Further, in recent years, in order to continuously observe the patient's condition and immediately handle an abrupt change in the condition, there is a demand for the body temperature measurement that enables the body temperature of the patient to be continuously measured twenty-four hours a day and progress of the body temperature to be continuously grasped and stored. However, with the clinical thermometers of JP 09-126905 A and JP 2002-372464 A, even if the temperature sensing element can be continuously attached to the patient, the reading and recording of the body temperature need to be performed by the measurer beside the patient at every time in the same manner as in the conventional technology, thereby making it extremely difficult to correspond to the continuous measurement of the body temperature twenty-four hours a day.
Further, in the same manner, in the body temperature measuring system of JP 2010-197244 A, even if the wireless tag is continuously attached to the body of the subject, the actual body temperature measurement makes it necessary for the measurer to bring the data reader into close proximity to the wireless tag and perform a measurement operation, thereby making it extremely difficult to continuously measure the body temperature of the subject twenty-four hours a day.

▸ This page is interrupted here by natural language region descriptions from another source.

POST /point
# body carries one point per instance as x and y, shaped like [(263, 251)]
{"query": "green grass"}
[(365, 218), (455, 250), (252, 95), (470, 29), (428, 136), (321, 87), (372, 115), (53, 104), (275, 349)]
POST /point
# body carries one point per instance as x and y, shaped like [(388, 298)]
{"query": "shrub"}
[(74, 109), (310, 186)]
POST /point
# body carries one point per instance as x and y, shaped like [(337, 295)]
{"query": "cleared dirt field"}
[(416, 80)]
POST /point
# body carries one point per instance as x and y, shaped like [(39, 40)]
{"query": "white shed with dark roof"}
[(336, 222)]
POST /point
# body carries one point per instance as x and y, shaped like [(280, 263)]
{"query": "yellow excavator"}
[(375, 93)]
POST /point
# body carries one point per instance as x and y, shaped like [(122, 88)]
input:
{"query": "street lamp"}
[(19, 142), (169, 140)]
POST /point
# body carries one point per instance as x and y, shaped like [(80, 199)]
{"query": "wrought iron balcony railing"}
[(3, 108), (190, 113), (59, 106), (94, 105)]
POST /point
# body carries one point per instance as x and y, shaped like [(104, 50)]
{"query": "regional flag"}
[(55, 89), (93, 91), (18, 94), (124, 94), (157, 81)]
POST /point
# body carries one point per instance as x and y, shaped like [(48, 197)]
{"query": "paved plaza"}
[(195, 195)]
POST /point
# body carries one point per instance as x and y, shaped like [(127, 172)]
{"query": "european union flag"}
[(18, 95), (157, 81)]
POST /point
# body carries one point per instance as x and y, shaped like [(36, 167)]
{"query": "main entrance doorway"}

Further, in the same manner, in the deep temperature measuring device of JP 2007-315917 A, the deep temperature probe needs to be manufactured into a considerably small size in order to be continuously attached to the subject. However, even if the probe can be manufactured into a small size, it is assumed that a wireless communication distance from the external communication device becomes extremely short due to a restriction on an antenna or a restriction on battery capacity, and the actual body temperature measurement makes it necessary for the measurer to bring a communication device into close proximity to the deep temperature probe and perform the measurement operation. Therefore, it is practically difficult to continuously measure the body temperature of the subject twenty-four hours a day.